Por fim, quando o próprio Estado brasileiro afronta o seu inarredável compromisso como os direitos humanos, só resta recorrer as instâncias internacionais para que seja, afinal, assegurado uma justiça imparcial e que proteja o ser humano contra a violência e o poder punitivo estatal.
Notas e Referências
[1] PRADO, Geraldo. “Entre a imparcialidade e os poderes de instrução no caso Lava Jato: para além da iniciativa probatória do juiz”. In: Revista Brasileira de Ciências Criminais. São Paulo: Revista dos Tribunais, ano 24, nº 122, agostos, 2016.

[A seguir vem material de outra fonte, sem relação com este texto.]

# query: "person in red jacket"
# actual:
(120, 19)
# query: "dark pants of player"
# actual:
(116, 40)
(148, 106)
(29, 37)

[2] PRADO, Geraldo. Entre a imparcialidade e os poderes de instrução no caso Lava Jato... op. cit.
[3] COUTINHO, Jacinto Nelson de Miranda. O papel do novo juiz no processo penal. In: COUTINHO, Jacinto Nelson de Miranda (Org.). Crítica à teoria geral do direito processual penal. Rio de Janeiro: Renovar, 2001.
[4] FERRAJOLI, Luigi. Direito e razão: teoria do garantismo penal. Trad. Ana Paula Zomer Sica. São Paulo: Revista dos Tribunais, 2014.
[5] PRADO, Geraldo Op. cit. p. 129.
[6] BADARÓ, Gustavo Henrique. Processo penal. 4ª ed. rev. atual e ampl. São Paulo: Revista dos Tribunais, 2016.p. 44.
[7] Cf. BADARÓ, op. cit. p. 45.
[8] Art. 260. Se o acusado não atender à intimação para o interrogatório, reconhecimento ou qualquer outro ato que, sem ele, não possa ser realizado, a autoridade poderá mandar conduzi-lo à sua presença.
Parágrafo único. O mandado conterá, além da ordem de condução, os requisitos mencionados no art. 352, no que Ihe for aplicável.